Modern futbol… Devasa bir endüstri haline gelmiş ve sadece galibiyetin öne çıktığı bir spor. Futbolda başarı ise yalnızca bireysel performansların zirve yapması ve daha çok kupa, daha çok ödül üzerinden tanımlanan bir durumda. Peki, futbola dair söylenecekler sadece bundan mı ibaret? Bu haftaki Sendika.Org Podcast'in konuğu İhsan Gülhan’la günümüz futbolunu Sócrates’i ve onun felsefesini konuştuk
Sendika.Org Yazar Sohbetleri’nin bu haftaki konuğu İhsan Gülhan. Gülhan’la “Futbolun filozofu Sócrates” başlıklı yazısı üzerine kitlelerin en büyük oyunu olan futbolu ve Sócrates’i futbola olan yaklaşımını değerlendirdik.
İhsan Gülhan, Andrew Downie’nin yazdığı “Doktor Sócrates: Futbolcu, Filozof, Efsane” isimli kitaptan hareketle bizi Sócrates’i ve felsefesini daha iyi anlamaya davet ediyor. Gülhan’a göre Sócrates, “Top tekniğiyle ve oyunu orkestra şefi gibi okuyan zekâsıyla çok iyi bir futbolcuydu. Ancak bunun da ötesinde yaratıcılığı öldürerek futbolu standartlaştıran totaliter anlayışa karşı danstan, capoeri’dan esinlenen neşeli bir oyunun peşindeydi. Futbolu bir meslek olarak değil Marx gibi düşünüp, Mandela gibi kendini adayacağı bir dava olarak ele alıyordu.”

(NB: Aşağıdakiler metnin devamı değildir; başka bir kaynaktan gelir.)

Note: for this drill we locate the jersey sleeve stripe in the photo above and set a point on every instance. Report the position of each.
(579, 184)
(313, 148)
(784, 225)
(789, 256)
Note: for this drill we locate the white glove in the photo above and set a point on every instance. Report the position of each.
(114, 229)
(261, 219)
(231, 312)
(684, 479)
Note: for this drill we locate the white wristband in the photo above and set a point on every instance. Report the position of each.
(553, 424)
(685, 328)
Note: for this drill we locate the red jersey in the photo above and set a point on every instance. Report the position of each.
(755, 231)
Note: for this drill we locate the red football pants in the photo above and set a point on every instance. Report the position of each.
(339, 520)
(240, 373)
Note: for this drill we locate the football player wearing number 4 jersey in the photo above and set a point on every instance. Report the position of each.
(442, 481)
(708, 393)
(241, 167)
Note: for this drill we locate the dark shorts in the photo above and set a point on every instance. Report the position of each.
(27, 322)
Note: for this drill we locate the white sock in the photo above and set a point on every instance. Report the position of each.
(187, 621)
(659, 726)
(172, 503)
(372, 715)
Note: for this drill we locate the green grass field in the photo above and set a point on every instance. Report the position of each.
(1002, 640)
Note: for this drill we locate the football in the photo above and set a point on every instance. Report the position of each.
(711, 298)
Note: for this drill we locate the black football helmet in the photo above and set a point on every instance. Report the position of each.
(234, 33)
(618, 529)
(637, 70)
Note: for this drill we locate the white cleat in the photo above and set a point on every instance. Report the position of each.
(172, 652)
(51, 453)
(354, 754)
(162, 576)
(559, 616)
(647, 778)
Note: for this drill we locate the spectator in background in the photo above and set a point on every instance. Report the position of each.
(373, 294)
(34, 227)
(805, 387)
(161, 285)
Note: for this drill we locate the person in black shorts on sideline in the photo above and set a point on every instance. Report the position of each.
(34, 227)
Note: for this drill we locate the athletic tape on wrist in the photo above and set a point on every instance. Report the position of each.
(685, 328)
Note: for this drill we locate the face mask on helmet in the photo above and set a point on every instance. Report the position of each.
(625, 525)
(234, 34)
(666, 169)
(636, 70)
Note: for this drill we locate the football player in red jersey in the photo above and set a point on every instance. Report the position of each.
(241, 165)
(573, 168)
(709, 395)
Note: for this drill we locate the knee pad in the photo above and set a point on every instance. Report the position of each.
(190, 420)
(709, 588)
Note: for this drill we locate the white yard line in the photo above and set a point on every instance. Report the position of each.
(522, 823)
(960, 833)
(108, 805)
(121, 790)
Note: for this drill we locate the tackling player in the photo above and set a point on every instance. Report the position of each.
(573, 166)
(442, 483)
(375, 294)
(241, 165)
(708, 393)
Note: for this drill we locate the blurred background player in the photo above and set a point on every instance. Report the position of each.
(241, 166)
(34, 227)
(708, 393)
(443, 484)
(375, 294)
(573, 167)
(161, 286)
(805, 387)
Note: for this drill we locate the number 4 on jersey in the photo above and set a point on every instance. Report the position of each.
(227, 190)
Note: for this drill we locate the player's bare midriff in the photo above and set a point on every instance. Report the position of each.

Tarihler 5 Temmuz 1982’yi gösterdiğinde ise o gün için “Futbolun öldüğü gün” diyor Gülhan. 82 Dünya Kupası ikinci tur maçında Brezilya – İtalya maçı oynanır. Bir tarafta Şikeci Rossi, Kasap Gentille gibi adlarla anılan oyunculardan kurulu İtalya, kazanmak için her yolu mubah gören bir mantalite ile oynar. Diğer tarafta ise futbolu bir sanat olarak icra eden, ona estetik ve etik değerler kazandıran, seyir zevki yüksek bir oyun ortaya koymaya çalışan Brezilya… Brezilya’ya turu geçmek için beraberlik yetecektir ama buna rağmen oyun anlayışında bir şey değiştirmez Sócrates önderliğindeki Sambacılar. O günü şöyle aktarıyor Gülhan: “Brezilya kazanmış olsaydı futbol yeşil sahalarda bir şiir olarak oynanmaya devam edecekti ama olmadı. Kazanmak için her yola başvuran anlayış o tarihten sonra futbolu ele geçirdi. Futbolun 3 kurşunla öldürüldüğü o maçı izlediğimde 9 yaşımdaydım. Cinayete ben de tanık oldum. O gün bugündür huzurum yok.”
Hayatın her alanına sirayet eden ve metalaştıran kapitalizmin, futbola olan etkisine de değinen Gülhan, “Endüstriyelleşme süreci içinde futbol pazarlanan ve satılan bir ürün haline gelirken, taraftarlar da müşteriye dönüştü. Sonuç olarak işçi sınıfı statlardan uzaklaştırılmış oldu. Futbolun tekrar halka ait bir etkinlik olmasının nostalji mi yoksa ütopya mı olduğunu sorusunu cevabı, futbolu kapitalizme karşı bir direniş alanı olarak görüp görmediğimize bağlı. Sócrates’in öyküsü işte bu yüzden çok önemli.” dedi.